In a pathological study of the 20 GBM cases treated at Hyogo Medical University, accurate evaluation was difficult owing to severe necrosis in two cases; therefore, the remaining 18 cases were examined. We examined background factors for the 20 cases that underwent pathological examination (Table S3). No significant differences in background factors were found between the EVF and non-EVF groups. All patients who underwent histological exploration in our study were those who had undergone maximal safe resection. Of the analyzable 18 cases, 10 had EVF and 8 did not. “Pink” vessels, considered vascular mimicry, accounted for more than 50% of the tumor area (score 2) in 5 of the 18 cases. All five patients underwent EVF. The EVF group had a significantly higher frequency of vascular mimicry than the non-EVF group (0/8 vs. 5/10, P = 0.04). All scorings of “pink” vessels are shown in Table S5.

4. Discussion

4.1. EVF and its regional specificity in GBM

Mariani et al. have used high-quality 99mTc-labeled microparticles in patients with glioma. They have demonstrated the existence of an AV shunt in malignant glioma based on the idea that injected microparticles escape capture in the capillaries owing to shunting and are eventually trapped in the lungs [12]. Yoshikawa et al. performed angiography in 26 patients with GBM and used EVF, similar to our study, to detect AV shunts. They reported that 53% of the GBMs had EVF [14]. In our study, 47 of 91 GBMs (51%) showed EVF, which is consistent with the results of previous studies [14]. Given that EVF was observed in approximately half of all GBMs on angiography, we expect it to be a useful threshold preoperative biomarker if its clinical significance is clarified.
The patient backgrounds were similar in the groups with and without EVF, but we found laterality in the presence of EVF. Regarding the laterality in clinical manifestations of GBMs, bleeding is more frequent on the right side than on the left side [20]. Moreover, symptoms are milder on the right side, resulting in delayed diagnosis and reduced quality of life [21]. However, in our study, there was no significant difference in OS between the left and right localizations of GBM (P=0.37).
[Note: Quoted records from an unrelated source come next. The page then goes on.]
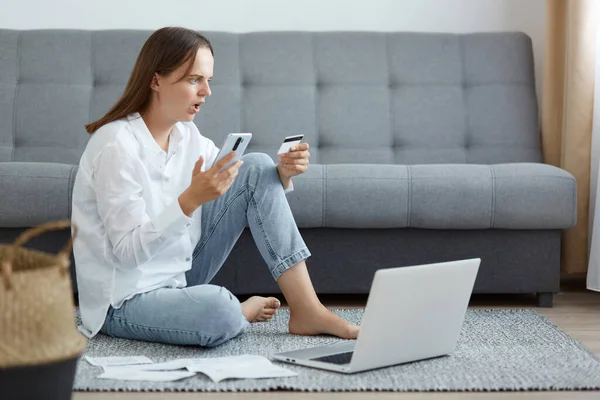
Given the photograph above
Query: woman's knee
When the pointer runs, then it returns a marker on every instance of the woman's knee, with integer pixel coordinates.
(220, 318)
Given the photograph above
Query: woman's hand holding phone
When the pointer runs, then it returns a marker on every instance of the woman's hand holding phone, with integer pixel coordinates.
(208, 185)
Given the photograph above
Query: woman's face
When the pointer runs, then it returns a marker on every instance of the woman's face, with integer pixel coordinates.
(179, 97)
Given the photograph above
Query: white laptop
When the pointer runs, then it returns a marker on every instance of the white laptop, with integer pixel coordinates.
(412, 313)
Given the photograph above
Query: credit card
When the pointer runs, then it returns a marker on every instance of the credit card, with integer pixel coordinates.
(289, 142)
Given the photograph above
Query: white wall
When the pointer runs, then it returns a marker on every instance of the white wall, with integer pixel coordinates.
(257, 15)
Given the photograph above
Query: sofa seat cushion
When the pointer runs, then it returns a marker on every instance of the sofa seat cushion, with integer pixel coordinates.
(435, 196)
(32, 193)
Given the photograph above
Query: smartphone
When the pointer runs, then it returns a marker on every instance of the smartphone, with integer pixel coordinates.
(289, 142)
(237, 142)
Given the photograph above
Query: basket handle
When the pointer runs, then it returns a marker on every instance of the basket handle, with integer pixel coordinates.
(62, 256)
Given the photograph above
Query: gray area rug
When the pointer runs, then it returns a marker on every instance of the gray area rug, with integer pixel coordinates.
(498, 350)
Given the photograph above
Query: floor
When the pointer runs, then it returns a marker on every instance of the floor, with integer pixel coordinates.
(576, 311)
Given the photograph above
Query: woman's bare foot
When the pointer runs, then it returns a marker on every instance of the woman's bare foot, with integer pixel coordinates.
(320, 321)
(257, 308)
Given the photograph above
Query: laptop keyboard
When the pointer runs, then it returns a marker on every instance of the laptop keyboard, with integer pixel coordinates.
(341, 358)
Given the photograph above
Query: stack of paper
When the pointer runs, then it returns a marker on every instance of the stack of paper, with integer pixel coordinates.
(219, 368)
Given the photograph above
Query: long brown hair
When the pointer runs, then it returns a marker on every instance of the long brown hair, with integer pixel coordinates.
(164, 51)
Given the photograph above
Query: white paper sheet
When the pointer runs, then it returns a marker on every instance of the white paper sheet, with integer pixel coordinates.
(217, 369)
(108, 361)
(241, 367)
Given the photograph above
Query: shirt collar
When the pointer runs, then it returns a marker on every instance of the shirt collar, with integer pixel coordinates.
(142, 133)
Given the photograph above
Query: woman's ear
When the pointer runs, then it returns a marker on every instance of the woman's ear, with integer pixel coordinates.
(154, 82)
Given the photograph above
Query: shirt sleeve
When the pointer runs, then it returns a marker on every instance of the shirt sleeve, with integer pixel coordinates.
(134, 236)
(290, 187)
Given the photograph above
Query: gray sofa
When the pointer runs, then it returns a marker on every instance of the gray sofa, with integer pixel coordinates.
(425, 147)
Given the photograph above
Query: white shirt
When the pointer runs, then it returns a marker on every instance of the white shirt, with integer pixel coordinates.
(132, 235)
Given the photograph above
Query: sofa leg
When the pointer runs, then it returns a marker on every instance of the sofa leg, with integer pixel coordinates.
(544, 299)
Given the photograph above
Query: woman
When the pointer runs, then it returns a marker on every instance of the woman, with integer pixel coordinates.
(156, 222)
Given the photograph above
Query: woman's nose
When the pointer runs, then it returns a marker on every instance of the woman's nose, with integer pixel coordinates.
(205, 90)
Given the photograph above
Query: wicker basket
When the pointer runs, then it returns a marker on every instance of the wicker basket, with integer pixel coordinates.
(38, 334)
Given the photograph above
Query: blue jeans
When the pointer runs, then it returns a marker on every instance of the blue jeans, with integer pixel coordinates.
(204, 314)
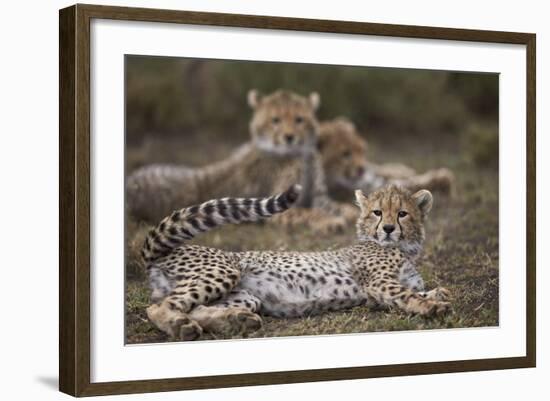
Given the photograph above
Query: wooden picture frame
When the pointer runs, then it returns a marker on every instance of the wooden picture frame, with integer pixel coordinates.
(75, 207)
At the molecular level, hemispheric asymmetry has been shown in VEGF expression [22]. However, the mechanisms underlying this asymmetry remain unclear. One possible explanation is that GBMs are derived from distinct, region-specific progenitor cells, and genetic differences in progenitor cells determine variations in the biological characteristics of GBMs. Another possibility is that certain genetic alterations may be restricted to specific cells of origin or brain regions [23]. EVF may also have occurred owing to region-specific genetic alterations, which require further investigation.
In our study, 8.9% of all GBMs received blood flow from the dural branches, and EVF was observed in all of these cases. GBM, which is essentially an intra-axial tumor, may affect the microenvironment of marginal angiogenesis beyond the meninges. These results indicate that angiogenesis during GBM is involved in pathological AV shunts and contributes to EVF.

4.2. Clinical significance of EVF

When the GBM progresses beyond 1–2 mm in diameter, the metabolic demands of the tumor cannot be met via diffusion [12]. Hypoxia upregulates proangiogenic factors, such as HIF1α or VEGF, and downregulates antiangiogenic signals. Neoplastic angiogenesis by abnormal blood vessels represented by pathological AV shunts can also lead to perfusion abnormalities [24]. Hypoxia resulting from perfusion abnormalities promotes tumor progression via the activation of angiogenesis, immunosuppression, and metabolic reprogramming [3,25]. Thus, it promotes cell invasion and survival, possibly leading to poor prognosis [25]. EVF is a frequent finding in the angiography of cerebral infarction, which is not the result of a pathological AV shunt but rather of so-called luxury perfusion (a physiological AV shunt), reflecting the marked vasodilation caused by ischemia, regional cerebral hyperemia, and increased regional circulatory velocity [26]. Such pathophysiology may also be involved in GBM as hypoxia and necrosis progress.
In our study, EVF in GBM was an independent prognostic factor, and subgroup analysis consistently showed that the EVF group had a poorer prognosis in all subgroups. Additionally, EVF was a clear poor prognostic factor in young patients or patients with good KPS, who are generally considered to have a good prognosis. To our knowledge, the present study is the first report on the relationship between angiographic EVF and prognosis in GBM. As EVF is a poor prognostic factor, we hypothesized that EVF would be a potential therapeutic target. Given the results of our study and the established role of proangiogenic factors such as VEGF in the formation of pathological AV shunts, we then investigated the influence of Avastin, a VEGF inhibitor, on the prognosis of patients with and without EVF. Our goal was to better understand the impact of VEGF-dependent pathways on EVF formation and its potential role as a therapeutic target. However, our findings revealed an unexpected twist in the story.
Our study showed no difference in prognosis regardless of Avastin use between patients with and without EVF. This finding indicates that the presence of EVF cannot be used as a biomarker in the decision to use Avastin. Thus, a VEGF-independent pathway may be involved in EVF formation. We decided to pathologically investigate the existence of a VEGF-independent pathway, vascular mimicry, in the EVF and non-EVF groups.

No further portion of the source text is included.